Your health care professional will probably also perform a complete analysis of your urine. This helps evaluate kidney function, urine sugar levels and ketone levels, as well as helps diagnose systemic diseases and urinary tract disorders. Ketones, which can accumulate in the blood rather quickly when the body is starved of food and nutrients, indicate the body is "eating its own fat" for energy. Accumulation of ketones in the blood can lead to ketoacidosis, which can cause coma and death.

Your health care professional may also take a blood pressure reading, provide a referral for a bone density test to evaluate for osteopenia or osteoporosis and perform an electrocardiogram to look for heartbeat irregularities.

Treatment

Treatment

Many women don't realize how damaging eating disorders are to their health. Women struggling with eating disorders may believe that their state of emaciation is normal and sometimes even attractive. Or they think that purging is the only way to avoid gaining weight. Therefore, it is critical that all health care professionals remain educated on the signs and symptoms of eating disorders and intervene if they become concerned.

People fail to realize that a potentially serious eating disorder may underlie their weight loss. Also, it is easy to confuse eating disorders with other emotional problems. Although women with depression may lose or gain weight, for example, that doesn't necessarily make them anorexic or mean they are binge eating. Unlike those with anorexia, bulimia or binge eating disorder, women struggling with depression do not have a distorted body image, a drive to be thin or a compulsion to binge and/or purge.

Eating disorders can be fatal; in fact, they are the deadliest mental illness. If you think you may have an eating disorder, you should seek treatment immediately.
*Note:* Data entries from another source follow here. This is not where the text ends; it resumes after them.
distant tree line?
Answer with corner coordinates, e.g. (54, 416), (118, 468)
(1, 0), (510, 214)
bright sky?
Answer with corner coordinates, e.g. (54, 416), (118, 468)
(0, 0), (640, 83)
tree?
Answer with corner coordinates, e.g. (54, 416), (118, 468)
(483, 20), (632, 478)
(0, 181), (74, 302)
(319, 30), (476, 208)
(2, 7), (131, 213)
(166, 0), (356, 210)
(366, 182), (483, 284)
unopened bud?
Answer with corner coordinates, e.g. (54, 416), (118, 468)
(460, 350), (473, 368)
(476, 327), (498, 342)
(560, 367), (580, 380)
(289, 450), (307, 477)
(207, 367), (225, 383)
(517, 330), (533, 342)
The sooner you recognize there is an issue and choose to seek treatment, the greater your chances are for lasting recovery.

Depending on the severity of your disordered eating behaviors, there are various treatment options:

  • Inpatient treatment programs offer 24/7 support and medical monitoring and are designed for those whose eating disordered behaviors have led to extremely low body weight and/or serious medical complications.
  • Residential treatment programs also offer 24-hour observation and support, but individuals in residential eating disorders treatment do not require the same level of medical and psychiatric supervision as is available at the inpatient level of care.
  • Partial hospitalization programs are daytime treatment programs that allow people in treatment to practice recovery skills with guidance during the day and on their own in the evenings and at night.
  • Outpatient programs offer individuals struggling with eating disorders the opportunity to "step down" from a higher level of care while maintaining their daily activities. These types of programs provide additional support for anyone struggling with self-esteem or body image issues.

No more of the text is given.